3つの連続した数のうちには少なくとも一つ偶数があるから、それらを掛けあわせたものは2で割り切れる。また、3つの連続した数のうち一つは3の倍数だから、それらを掛けあわせたものは3で割り切れる。「したがって」3つの連続したどんな数の積もかならず6の倍数である。

 キミたちの人生で、数学の問題を解くとき以外に、自分の主張にこんなに厳しいサポートを求められることはめったにないだろう。実例をたくさんあげれば、主張をサポートしたことにしてもらえることも多いはずだ。例えば、「この店はワンタンメンが定番みたいだよ」「なんで?」「さっきから入ってきたお客がみんなワンタンメンを注文しているもん」。キミはこの店の客の注文をぜんぶ(創業以来ツブれるまでのすべて)調べたわけじゃないけど、日常生活でキミの主張をサポートするには、これでも十分だろう。じっさい、自然現象や社会現象についての学問的主張の大部分はこんな風にサポートされている。もちろん、実際に調べた実例(サンプル)から、全体の傾向を推測したり、全体の傾向についての主張をちゃんとサポートしたりするためには、統計学というのを学んでもらう必要がある。

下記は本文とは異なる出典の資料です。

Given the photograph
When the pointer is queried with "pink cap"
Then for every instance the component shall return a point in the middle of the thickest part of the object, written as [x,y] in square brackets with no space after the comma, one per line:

 こういうサポートのやり方を「帰納〈きのう〉」と言うけど、別にこの言葉を覚えてもらう必要はない。大事なのは、サポートにはいろんなやり方がある、そしてそれは時と場合によって異なる、ということだ。



 他にも、こんなやり方もある。現実の科学の歴史から例をとってみよう。1781年に天王星が発見されて、太陽系の惑星は、水星、金星、地球、火星、木星、土星と天王星〈てんのうせい〉の計7つということになった。この直後に、ウルバン・ルヴェリエというフランスの天文学者が、天王星の外側にもう一つ惑星がある、と主張した。キミだって「なんで?」「どうしてそう言えるわけ?」とききたくなるだろう。ルヴェリエがその主張に与えたサポートは次のようなものだった。
 じっさいに観測された天王星の軌道は、ニュートン力学をつかって理論的に計算した天王星の軌道と微妙にずれている。これは、天王星の外側にもう一つ未発見の惑星があって、その引力の影響を受けて天王星の軌道がずれているのだと考えるとうまく説明がつく。「だから」天王星の外側にもう一つ惑星があるにちがいない。
 これがサポートになっていることはわかるかな。「天王星の外にもう一つ惑星がある」という主張が、それだけでなされたときよりも、そう考えたほうがよい理由、そう考えたくなる理由がいっしょに示されると、この主張の確からしさ・説得力が少しアップしている。こういうサポートを「アブダクション」とか「最良の説明への推論」って言うんだけど、いまはこの名前も覚えなくていいや。